Tendo em vista o escopo da protecção constitucional conferida pelo artigo 56º, nº 2, al. a), da Constituição, conclui-se que não se estende a mesma quer ao pessoal dirigente ou equiparado, quer àqueles funcionários políticos, não se colocando, pois, em relação a eles o problema da participação das organizações representativas dos trabalhadores. Assim o entendeu, aliás, este Tribunal, no seu Acórdão nº 146/92, de 8 de Abril (Acórdãos do Tribunal Constitucional, 21º volume, págs. 613).
Com efeito, o estatuto deste tipo de pessoal ou agentes assume características específicas, determinadas pelas funções respectivas, pela estrutura orgânico-funcional em que se integram, pelo conteúdo de direitos que o exercício de tais funções lhes comete, pela forma e prazo das nomeações e provimentos, por exemplo. Inerente ao recrutamento ou nomeação de pessoal para estes cargos está a especial confiança (inclusive, política) da entidade nomeante, sendo a existência desta o factor determinante para o provimento e manutenção de tais cargos.

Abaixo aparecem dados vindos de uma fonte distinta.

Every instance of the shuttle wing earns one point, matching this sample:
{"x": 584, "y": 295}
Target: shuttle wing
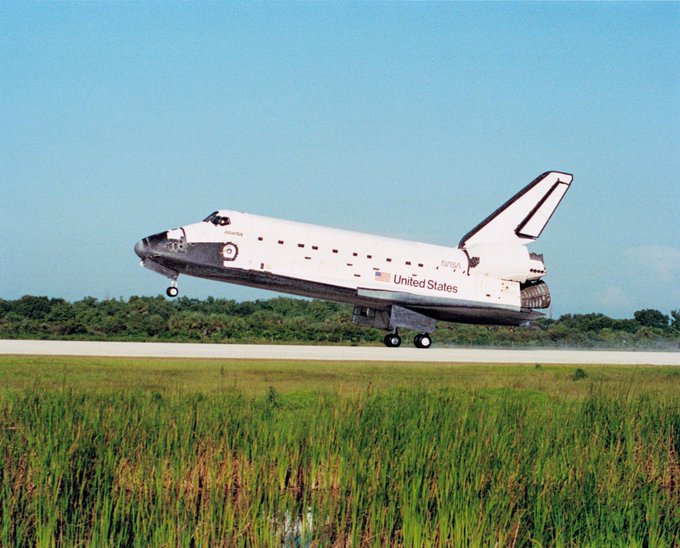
{"x": 523, "y": 217}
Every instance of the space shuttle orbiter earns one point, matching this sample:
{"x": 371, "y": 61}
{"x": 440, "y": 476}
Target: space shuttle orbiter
{"x": 490, "y": 277}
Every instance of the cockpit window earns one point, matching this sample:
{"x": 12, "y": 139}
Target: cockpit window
{"x": 217, "y": 219}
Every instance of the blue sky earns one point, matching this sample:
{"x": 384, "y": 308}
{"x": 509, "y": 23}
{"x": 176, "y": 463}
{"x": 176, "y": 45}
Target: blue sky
{"x": 415, "y": 120}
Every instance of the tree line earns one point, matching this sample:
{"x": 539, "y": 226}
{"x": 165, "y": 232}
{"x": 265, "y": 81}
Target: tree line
{"x": 289, "y": 320}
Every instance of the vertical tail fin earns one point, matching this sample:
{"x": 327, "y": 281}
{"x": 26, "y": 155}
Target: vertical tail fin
{"x": 523, "y": 217}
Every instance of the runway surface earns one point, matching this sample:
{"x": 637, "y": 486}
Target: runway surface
{"x": 335, "y": 353}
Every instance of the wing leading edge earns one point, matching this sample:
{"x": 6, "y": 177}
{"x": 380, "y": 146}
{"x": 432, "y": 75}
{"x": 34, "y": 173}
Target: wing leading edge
{"x": 523, "y": 217}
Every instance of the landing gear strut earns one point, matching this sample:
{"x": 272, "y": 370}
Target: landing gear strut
{"x": 392, "y": 340}
{"x": 172, "y": 291}
{"x": 422, "y": 341}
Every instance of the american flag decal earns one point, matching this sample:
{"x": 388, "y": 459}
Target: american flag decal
{"x": 383, "y": 277}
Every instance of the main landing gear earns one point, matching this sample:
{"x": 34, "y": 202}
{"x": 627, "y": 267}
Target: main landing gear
{"x": 393, "y": 340}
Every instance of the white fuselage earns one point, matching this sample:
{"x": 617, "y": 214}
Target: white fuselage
{"x": 351, "y": 260}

Não se pode, pois, remeter ou assemelhar o estatuto destes funcionários ao estatuto dos trabalhadores subordinados em geral, perante as especificidades referidas. Assim, não gozam as chefias externas dos direitos de estabilidade no emprego e de manutenção do lugar tradicionalmente referidos ao trabalho subordinado, por exemplo.

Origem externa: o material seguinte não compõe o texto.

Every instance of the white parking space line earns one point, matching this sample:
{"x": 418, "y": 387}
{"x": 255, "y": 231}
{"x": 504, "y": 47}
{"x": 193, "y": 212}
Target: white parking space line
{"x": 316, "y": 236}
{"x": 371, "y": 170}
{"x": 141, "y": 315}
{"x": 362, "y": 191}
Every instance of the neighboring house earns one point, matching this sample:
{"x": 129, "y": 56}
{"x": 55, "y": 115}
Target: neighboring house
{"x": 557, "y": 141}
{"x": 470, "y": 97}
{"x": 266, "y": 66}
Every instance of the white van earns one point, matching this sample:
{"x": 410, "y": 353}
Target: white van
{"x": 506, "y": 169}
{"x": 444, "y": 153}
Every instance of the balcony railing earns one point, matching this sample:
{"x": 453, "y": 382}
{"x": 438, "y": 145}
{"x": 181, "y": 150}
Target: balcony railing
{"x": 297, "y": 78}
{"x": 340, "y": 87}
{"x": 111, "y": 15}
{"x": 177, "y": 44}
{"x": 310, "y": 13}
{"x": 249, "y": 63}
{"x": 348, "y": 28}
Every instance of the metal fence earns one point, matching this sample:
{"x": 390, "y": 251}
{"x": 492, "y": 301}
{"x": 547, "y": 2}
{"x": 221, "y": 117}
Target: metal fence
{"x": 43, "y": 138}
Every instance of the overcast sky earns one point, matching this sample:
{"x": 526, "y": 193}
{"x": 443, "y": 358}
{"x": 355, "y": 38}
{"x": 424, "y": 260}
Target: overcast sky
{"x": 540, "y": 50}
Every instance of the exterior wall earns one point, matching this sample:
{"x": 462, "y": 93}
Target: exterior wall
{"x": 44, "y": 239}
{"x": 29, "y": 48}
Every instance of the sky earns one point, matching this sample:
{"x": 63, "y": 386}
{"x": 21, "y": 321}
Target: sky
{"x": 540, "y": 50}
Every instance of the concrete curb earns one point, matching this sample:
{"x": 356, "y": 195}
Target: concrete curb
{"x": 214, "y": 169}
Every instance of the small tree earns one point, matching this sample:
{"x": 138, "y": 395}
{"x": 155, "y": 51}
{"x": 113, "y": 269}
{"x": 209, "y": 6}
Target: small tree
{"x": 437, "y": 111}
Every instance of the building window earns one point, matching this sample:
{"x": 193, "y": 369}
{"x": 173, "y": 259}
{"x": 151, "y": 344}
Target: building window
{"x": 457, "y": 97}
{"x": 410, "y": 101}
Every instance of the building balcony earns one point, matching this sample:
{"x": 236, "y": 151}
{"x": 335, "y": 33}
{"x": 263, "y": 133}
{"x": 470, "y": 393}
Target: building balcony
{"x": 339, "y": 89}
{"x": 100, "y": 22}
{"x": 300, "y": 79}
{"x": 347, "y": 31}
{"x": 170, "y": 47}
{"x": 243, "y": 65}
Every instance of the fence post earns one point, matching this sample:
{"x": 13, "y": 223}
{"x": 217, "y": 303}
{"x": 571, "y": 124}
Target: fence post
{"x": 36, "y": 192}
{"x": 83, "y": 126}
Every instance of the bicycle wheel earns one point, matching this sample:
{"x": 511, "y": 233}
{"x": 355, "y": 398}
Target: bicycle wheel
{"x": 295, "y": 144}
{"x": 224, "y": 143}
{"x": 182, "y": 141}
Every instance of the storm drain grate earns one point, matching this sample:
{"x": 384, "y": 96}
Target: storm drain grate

32. Não revestindo estas normas, portanto, uma específica natureza laboral, não se verifica por essa banda qualquer inconstitucionalidade.

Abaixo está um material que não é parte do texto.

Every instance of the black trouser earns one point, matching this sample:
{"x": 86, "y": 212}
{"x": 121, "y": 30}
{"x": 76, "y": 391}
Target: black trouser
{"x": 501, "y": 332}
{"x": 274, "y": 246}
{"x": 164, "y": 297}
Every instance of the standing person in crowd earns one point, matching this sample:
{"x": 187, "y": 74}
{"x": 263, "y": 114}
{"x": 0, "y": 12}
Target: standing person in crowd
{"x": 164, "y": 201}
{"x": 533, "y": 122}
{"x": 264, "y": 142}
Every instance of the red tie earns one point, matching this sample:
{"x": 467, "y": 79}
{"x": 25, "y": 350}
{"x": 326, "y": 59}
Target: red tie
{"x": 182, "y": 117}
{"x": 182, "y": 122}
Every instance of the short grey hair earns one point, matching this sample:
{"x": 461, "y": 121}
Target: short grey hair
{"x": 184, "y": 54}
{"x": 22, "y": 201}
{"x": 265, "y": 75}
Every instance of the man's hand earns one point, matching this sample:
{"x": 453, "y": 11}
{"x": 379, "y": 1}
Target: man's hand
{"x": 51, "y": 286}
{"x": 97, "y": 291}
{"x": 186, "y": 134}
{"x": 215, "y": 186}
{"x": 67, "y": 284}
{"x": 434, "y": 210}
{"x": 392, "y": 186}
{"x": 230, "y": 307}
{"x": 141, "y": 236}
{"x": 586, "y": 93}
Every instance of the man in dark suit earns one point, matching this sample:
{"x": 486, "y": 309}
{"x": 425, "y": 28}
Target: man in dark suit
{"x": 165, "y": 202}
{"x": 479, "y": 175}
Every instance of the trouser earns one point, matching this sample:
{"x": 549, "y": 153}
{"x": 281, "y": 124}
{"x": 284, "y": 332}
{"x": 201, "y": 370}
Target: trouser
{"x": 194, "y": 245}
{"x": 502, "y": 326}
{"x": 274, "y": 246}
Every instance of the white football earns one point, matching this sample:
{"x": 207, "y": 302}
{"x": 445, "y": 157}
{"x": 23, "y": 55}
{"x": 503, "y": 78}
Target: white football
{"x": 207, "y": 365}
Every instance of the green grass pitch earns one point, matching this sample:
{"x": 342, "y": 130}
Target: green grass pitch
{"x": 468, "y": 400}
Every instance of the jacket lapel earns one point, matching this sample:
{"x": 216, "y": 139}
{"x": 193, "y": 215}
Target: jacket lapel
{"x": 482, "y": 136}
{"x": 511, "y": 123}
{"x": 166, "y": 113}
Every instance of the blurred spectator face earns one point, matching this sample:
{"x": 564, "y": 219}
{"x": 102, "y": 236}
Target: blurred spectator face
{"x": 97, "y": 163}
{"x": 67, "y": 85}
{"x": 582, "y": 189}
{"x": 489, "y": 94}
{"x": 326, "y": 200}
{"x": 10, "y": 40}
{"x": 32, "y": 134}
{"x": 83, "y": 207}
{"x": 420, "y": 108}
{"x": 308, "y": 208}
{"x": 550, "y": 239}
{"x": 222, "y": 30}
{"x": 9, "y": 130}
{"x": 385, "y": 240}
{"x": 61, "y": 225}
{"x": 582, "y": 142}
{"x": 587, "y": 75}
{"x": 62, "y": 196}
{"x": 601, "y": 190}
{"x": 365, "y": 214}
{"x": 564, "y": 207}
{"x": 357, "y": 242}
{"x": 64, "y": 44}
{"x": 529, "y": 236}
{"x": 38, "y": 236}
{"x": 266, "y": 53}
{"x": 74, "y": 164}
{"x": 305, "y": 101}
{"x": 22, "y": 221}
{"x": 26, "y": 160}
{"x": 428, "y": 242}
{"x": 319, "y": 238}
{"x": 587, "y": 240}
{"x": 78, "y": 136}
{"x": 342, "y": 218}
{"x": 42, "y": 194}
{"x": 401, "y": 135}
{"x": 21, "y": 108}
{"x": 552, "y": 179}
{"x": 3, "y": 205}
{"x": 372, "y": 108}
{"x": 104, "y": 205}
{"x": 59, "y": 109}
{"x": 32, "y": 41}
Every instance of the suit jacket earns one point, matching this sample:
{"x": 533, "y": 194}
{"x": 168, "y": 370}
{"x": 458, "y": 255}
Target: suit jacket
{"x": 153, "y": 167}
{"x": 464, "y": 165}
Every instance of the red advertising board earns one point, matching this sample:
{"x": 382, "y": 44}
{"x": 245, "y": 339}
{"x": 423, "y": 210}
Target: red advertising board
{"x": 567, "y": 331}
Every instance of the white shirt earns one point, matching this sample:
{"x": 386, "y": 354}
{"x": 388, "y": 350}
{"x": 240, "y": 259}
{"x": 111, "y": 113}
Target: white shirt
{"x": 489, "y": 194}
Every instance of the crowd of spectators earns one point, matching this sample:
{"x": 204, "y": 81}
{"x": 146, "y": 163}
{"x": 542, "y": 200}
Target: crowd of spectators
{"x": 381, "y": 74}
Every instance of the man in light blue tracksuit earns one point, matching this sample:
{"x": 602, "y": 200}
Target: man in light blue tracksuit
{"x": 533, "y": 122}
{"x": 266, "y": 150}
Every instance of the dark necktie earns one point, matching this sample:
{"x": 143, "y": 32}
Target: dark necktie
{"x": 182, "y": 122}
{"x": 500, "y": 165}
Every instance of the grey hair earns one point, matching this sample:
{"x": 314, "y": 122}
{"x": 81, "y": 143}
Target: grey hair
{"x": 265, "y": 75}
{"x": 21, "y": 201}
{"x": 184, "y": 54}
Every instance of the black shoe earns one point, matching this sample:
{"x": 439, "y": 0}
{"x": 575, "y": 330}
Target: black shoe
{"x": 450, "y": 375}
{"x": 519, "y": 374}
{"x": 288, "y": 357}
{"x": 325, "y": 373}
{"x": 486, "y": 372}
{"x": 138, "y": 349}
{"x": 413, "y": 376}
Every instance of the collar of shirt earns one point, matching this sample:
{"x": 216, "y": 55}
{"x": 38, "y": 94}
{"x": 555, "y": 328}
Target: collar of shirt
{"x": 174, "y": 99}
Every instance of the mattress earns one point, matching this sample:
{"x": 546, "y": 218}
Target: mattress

E - Dos «cavaliers budgétaires»
33. As normas em causa colocam outra questão que não pode ser ignorada, e que é a da sua específica natureza enquanto cavaliers budgétaires, nome sob o qual a doutrina e a jurisprudência referem as normas incluídas na lei do orçamento do Estado, mas que não possuem directa relação com matéria financeira ou orçamental.
Tanto aquele artigo 11º da Lei nº 2/92, como o artigo 9º da Lei nº
30-C/92, vêm inseridos no Capítulo III do respectivo Orçamento do Estado (para
1992 e para 1993, respectivamente) capítulos esses sob a epígrafe geral
«Recursos Humanos», os quais incluem diversas disposições relativas à função pública.
Estas normas não apresentam um carácter puramente orçamental, antes visam a regulamentação jurídica do estatuto remuneratório de certos funcionários e agentes. Ou seja, nada dispõem relativamente a matéria de receitas e despesas, não se descortinando nas mesmas directa projecção financeira.
Não dizendo directamente respeito a receitas ou a despesas, tais normas não participam claramente da natureza específica da lei do orçamento, pelo que se pode questionar a justeza da sua inserção na mesma.
34. Um aspecto que desde logo se coloca é a questão do princípio da anualidade orçamental, decorrente do artigo 108º da Lei Fundamental; é que, obedecendo o orçamento a este princípio, e sendo as normas dele constantes de carácter financeiro, relativas a um período anual específico e determinado, enquadrado nas opções e objectivos económico-financeiros acolhidos para tal período, estes cavaliers budgetaires têm, se não sempre, quase sempre, um carácter plurianual ou mesmo de duração indeterminada, reportando-se pois, a períodos distintos do abrangido pelo orçamento em causa, para além da sua falta de incidência financeira.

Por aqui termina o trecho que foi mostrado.